The Greek roots of endemic, epidemic and pandemic give them a patina of scientific precision, which is misleading. The uses and connotations of the terms have changed radically over time and even today they lack crisp definition. In ancient Greek, pandemic meant ‘relating to all the people’, in the sense of vulgar. Pandemic music, for example, was popular music, more Beyoncé than Brahms. It was not a medical term and never became the vernacular word for a pestilence, which was loimos from the Iliad on. When the term pandemic (or ‘pandemick’) was revived in early modern science, it was often used as a synonym for epidemic, but with a sense closer to the current meaning of the word endemic, as a disease that is permanently established in a population, rather than one that suddenly falls upon a population.
Into the 19th century, pandemic and epidemic remained synonyms. In the 1828 edition of his dictionary, Noah Webster defined pandemic as ‘Incident to a whole people; epidemic; as a pandemic disease.’ (At the same time, the ‘k’ of ‘pandemick’ was lost as spelling became regularised, to the disappointment of people like Andrew Jackson, who sniped ‘It is a damn poor mind indeed which can’t think of at least two ways to spell any word.’)

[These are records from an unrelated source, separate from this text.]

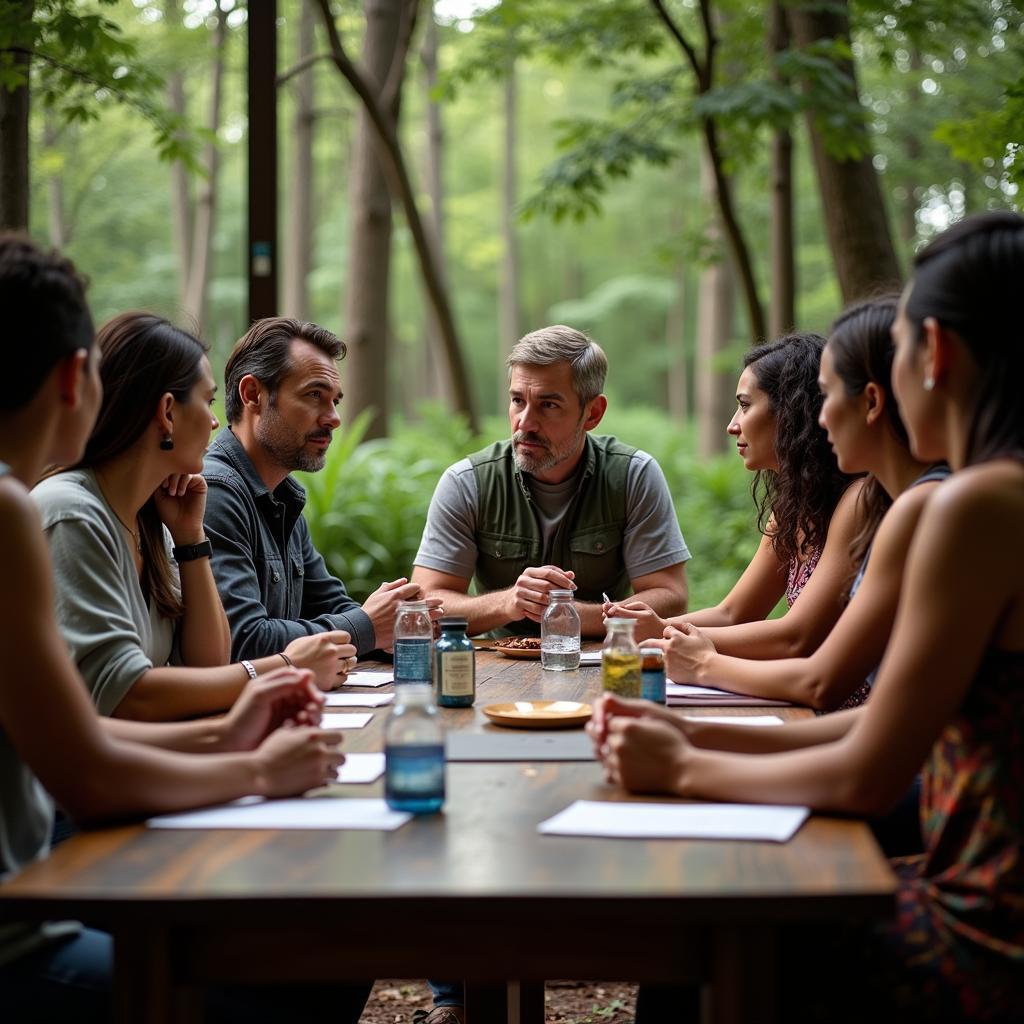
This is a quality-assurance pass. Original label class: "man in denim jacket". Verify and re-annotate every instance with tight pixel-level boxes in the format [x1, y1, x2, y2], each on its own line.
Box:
[203, 316, 439, 658]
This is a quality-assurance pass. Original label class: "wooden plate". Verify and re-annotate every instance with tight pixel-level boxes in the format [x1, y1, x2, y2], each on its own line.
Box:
[480, 700, 593, 729]
[490, 637, 541, 662]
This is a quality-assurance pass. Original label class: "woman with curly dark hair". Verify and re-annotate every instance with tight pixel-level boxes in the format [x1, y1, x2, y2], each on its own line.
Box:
[605, 334, 863, 658]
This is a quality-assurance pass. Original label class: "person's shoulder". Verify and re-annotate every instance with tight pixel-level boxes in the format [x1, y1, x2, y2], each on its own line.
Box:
[32, 469, 108, 527]
[928, 459, 1024, 532]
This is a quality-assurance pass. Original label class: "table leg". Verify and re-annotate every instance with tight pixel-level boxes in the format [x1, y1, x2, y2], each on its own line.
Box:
[114, 928, 202, 1024]
[509, 981, 544, 1024]
[701, 926, 777, 1024]
[466, 981, 515, 1024]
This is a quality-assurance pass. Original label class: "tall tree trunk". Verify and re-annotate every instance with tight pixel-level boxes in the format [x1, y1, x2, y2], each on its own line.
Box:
[788, 0, 900, 302]
[344, 0, 402, 437]
[420, 4, 452, 404]
[185, 4, 227, 336]
[498, 56, 521, 367]
[0, 0, 35, 231]
[650, 0, 766, 344]
[896, 46, 925, 252]
[316, 0, 478, 431]
[694, 156, 736, 459]
[768, 0, 797, 338]
[285, 0, 316, 319]
[164, 0, 193, 310]
[43, 111, 68, 249]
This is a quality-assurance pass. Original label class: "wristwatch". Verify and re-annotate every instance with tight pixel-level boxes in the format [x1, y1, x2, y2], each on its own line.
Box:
[171, 539, 213, 563]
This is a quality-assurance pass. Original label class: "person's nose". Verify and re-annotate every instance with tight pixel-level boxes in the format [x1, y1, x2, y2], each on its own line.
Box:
[321, 406, 341, 430]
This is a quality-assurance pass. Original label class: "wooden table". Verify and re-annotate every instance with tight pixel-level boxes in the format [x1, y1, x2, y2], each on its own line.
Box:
[0, 651, 894, 1024]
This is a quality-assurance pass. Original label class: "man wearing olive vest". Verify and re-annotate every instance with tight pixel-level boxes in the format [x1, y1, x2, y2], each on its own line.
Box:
[413, 326, 690, 637]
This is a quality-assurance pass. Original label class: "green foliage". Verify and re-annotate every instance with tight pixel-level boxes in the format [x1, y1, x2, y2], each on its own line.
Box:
[0, 0, 199, 168]
[297, 406, 758, 608]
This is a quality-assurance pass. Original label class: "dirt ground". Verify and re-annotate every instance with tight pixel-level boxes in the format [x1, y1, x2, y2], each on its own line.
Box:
[359, 979, 636, 1024]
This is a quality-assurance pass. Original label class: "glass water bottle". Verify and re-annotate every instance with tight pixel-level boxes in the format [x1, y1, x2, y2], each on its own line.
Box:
[601, 618, 642, 697]
[541, 590, 580, 672]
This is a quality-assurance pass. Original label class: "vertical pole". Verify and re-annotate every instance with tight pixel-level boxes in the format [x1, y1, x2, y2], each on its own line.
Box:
[246, 0, 278, 322]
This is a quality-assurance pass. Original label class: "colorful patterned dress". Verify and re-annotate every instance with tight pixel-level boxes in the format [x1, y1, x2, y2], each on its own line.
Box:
[782, 650, 1024, 1024]
[785, 548, 821, 608]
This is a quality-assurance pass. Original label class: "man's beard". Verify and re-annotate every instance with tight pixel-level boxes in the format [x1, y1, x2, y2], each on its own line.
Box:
[255, 405, 331, 473]
[512, 417, 586, 475]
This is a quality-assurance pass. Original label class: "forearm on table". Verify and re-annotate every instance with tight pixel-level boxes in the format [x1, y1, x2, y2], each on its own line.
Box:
[178, 558, 231, 668]
[99, 718, 224, 754]
[113, 658, 256, 722]
[673, 726, 867, 814]
[694, 615, 817, 660]
[684, 708, 859, 754]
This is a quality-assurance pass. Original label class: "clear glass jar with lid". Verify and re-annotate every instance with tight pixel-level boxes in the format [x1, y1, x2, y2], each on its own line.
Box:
[601, 618, 643, 697]
[394, 601, 434, 686]
[541, 590, 580, 672]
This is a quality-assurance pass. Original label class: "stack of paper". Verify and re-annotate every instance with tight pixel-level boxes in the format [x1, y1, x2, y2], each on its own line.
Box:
[537, 800, 811, 843]
[665, 682, 791, 708]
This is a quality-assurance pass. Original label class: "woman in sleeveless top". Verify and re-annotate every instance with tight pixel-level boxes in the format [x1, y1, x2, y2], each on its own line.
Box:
[604, 334, 863, 658]
[652, 296, 949, 711]
[594, 212, 1024, 1024]
[33, 312, 355, 721]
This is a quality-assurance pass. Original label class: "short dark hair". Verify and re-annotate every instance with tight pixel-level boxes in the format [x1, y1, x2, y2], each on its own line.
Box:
[0, 233, 94, 413]
[224, 316, 346, 423]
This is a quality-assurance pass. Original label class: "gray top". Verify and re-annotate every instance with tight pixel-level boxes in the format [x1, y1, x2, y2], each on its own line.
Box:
[414, 451, 690, 580]
[32, 469, 180, 715]
[0, 462, 78, 966]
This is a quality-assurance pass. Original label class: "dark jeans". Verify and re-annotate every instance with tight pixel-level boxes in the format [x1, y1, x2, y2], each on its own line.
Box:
[0, 928, 372, 1024]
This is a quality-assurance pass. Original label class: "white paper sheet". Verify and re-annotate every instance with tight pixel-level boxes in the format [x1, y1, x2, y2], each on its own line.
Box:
[537, 800, 810, 843]
[665, 682, 792, 708]
[324, 693, 394, 708]
[321, 712, 374, 729]
[341, 672, 394, 686]
[146, 797, 412, 831]
[683, 715, 783, 725]
[338, 754, 384, 782]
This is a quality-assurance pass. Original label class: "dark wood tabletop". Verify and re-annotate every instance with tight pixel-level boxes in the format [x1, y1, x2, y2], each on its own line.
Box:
[0, 651, 894, 1024]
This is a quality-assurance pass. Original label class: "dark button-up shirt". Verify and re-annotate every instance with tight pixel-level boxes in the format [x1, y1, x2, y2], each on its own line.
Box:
[203, 429, 375, 658]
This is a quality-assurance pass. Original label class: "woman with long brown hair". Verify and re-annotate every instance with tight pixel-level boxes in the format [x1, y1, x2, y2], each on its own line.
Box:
[33, 312, 355, 721]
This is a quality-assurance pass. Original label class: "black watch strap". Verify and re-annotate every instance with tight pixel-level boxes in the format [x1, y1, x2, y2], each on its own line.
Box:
[171, 539, 213, 562]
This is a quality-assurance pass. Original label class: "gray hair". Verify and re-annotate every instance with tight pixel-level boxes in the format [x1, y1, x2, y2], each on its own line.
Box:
[506, 324, 608, 402]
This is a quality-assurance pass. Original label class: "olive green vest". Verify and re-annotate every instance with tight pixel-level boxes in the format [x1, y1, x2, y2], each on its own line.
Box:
[469, 434, 636, 636]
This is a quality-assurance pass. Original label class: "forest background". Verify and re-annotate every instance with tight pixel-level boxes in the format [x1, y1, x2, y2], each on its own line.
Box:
[0, 0, 1024, 607]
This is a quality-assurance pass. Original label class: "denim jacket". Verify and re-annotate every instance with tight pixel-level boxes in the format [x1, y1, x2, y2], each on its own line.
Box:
[203, 429, 375, 658]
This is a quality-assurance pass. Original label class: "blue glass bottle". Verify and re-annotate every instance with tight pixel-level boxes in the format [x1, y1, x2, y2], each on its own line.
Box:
[434, 615, 476, 708]
[384, 683, 444, 814]
[394, 601, 434, 688]
[640, 647, 666, 703]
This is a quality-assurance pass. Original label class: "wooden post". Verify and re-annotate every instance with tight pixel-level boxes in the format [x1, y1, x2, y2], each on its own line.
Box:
[246, 0, 278, 321]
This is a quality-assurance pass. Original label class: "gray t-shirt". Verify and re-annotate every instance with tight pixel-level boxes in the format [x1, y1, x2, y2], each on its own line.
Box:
[414, 451, 690, 580]
[0, 462, 79, 966]
[32, 469, 180, 715]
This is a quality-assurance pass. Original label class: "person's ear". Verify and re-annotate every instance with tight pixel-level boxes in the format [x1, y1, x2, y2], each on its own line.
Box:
[56, 348, 89, 409]
[922, 316, 953, 391]
[157, 391, 175, 437]
[583, 394, 608, 430]
[239, 374, 263, 413]
[863, 381, 886, 426]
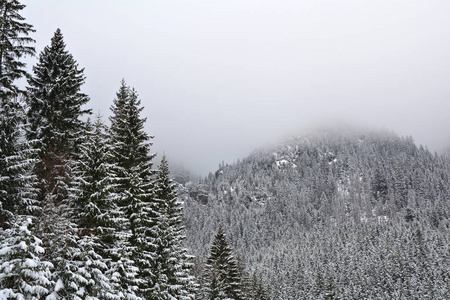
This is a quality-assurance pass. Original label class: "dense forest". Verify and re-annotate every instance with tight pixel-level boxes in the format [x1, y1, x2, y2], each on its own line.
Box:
[0, 0, 450, 300]
[179, 130, 450, 299]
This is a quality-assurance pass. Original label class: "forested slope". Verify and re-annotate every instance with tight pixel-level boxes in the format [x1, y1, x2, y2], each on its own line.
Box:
[179, 130, 450, 299]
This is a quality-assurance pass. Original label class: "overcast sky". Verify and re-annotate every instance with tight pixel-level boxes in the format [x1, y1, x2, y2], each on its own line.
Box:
[21, 0, 450, 174]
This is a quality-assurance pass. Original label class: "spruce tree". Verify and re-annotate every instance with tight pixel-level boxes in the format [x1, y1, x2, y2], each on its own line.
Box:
[27, 29, 90, 205]
[0, 217, 53, 299]
[204, 226, 243, 300]
[0, 0, 35, 98]
[70, 116, 119, 299]
[0, 98, 39, 228]
[153, 156, 196, 300]
[0, 0, 37, 228]
[110, 80, 158, 299]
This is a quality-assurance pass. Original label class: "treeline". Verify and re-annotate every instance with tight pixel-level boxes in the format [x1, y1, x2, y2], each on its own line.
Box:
[180, 130, 450, 299]
[0, 0, 265, 300]
[0, 0, 197, 299]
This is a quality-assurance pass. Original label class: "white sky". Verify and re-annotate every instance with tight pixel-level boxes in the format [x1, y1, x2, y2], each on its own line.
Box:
[21, 0, 450, 174]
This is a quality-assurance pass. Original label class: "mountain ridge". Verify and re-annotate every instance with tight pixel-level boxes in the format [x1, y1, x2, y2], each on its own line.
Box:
[180, 131, 450, 299]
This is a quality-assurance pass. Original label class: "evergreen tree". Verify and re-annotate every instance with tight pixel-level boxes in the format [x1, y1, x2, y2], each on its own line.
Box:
[0, 0, 37, 228]
[204, 226, 243, 300]
[110, 80, 158, 299]
[0, 0, 35, 99]
[0, 98, 38, 228]
[27, 29, 90, 201]
[153, 156, 196, 300]
[0, 217, 53, 299]
[67, 116, 120, 299]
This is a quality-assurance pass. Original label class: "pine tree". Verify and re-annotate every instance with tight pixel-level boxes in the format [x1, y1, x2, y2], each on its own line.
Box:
[0, 217, 53, 299]
[0, 0, 35, 99]
[204, 227, 243, 300]
[0, 98, 39, 228]
[153, 156, 196, 300]
[27, 29, 90, 205]
[0, 0, 37, 228]
[70, 116, 119, 299]
[110, 80, 158, 299]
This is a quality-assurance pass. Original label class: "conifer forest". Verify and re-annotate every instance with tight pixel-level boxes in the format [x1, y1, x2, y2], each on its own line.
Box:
[0, 0, 450, 300]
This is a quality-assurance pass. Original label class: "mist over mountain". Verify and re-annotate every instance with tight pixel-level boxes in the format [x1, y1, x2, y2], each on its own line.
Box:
[179, 130, 450, 299]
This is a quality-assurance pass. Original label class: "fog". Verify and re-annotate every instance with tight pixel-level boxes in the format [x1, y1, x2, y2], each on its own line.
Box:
[21, 0, 450, 175]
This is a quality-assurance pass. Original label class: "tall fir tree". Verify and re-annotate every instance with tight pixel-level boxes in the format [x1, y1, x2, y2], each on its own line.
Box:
[57, 116, 118, 299]
[0, 217, 53, 299]
[27, 29, 90, 206]
[153, 156, 196, 300]
[0, 0, 35, 98]
[0, 0, 37, 228]
[110, 80, 158, 299]
[0, 93, 39, 228]
[203, 226, 243, 300]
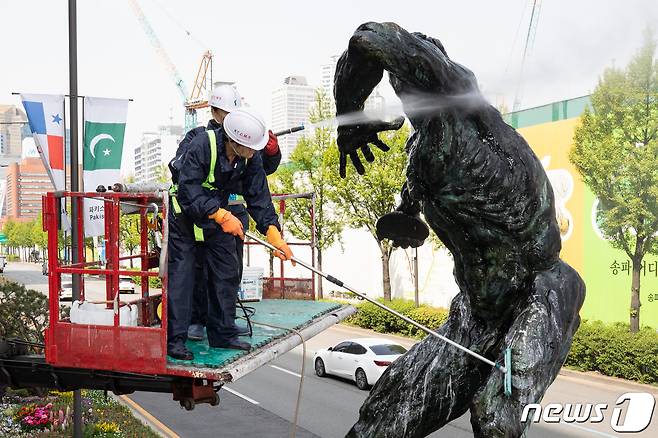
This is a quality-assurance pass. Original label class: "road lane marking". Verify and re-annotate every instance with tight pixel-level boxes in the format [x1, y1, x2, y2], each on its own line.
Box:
[270, 365, 302, 378]
[558, 421, 617, 438]
[119, 395, 180, 438]
[224, 386, 260, 405]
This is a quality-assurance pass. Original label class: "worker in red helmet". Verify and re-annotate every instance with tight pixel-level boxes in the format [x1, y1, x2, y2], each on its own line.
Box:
[167, 109, 292, 360]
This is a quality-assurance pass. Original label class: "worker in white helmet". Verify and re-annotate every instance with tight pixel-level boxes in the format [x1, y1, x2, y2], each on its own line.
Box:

In the late 19th century, the definition of pandemic, with its now familiar connotations of ‘sudden’ and ‘geographically widespread’, came into focus. Two diseases above all are thought to have sharpened the distinction: cholera and influenza. Acute and highly contagious, they swept the globe in repeated waves, carried on expanding transportation networks. The emerging paradigm of germ theory made it easier to conceive of diseases as phenomena caused by specific, mobile agents. European imperialism gave birth to the fields of ‘medical geography’ and ‘tropical medicine’, allowing diseases to be imagined in planetary terms. The 1870s and 1880s saw the word pandemic used more widely and then, as David Morens, Gregory Folker and Anthony Fauci argued in 2009, the violent spread of the 1889-92 influenza pandemic brought the term ‘into general use’. By the time of the 1918 flu it was a ‘household’ word.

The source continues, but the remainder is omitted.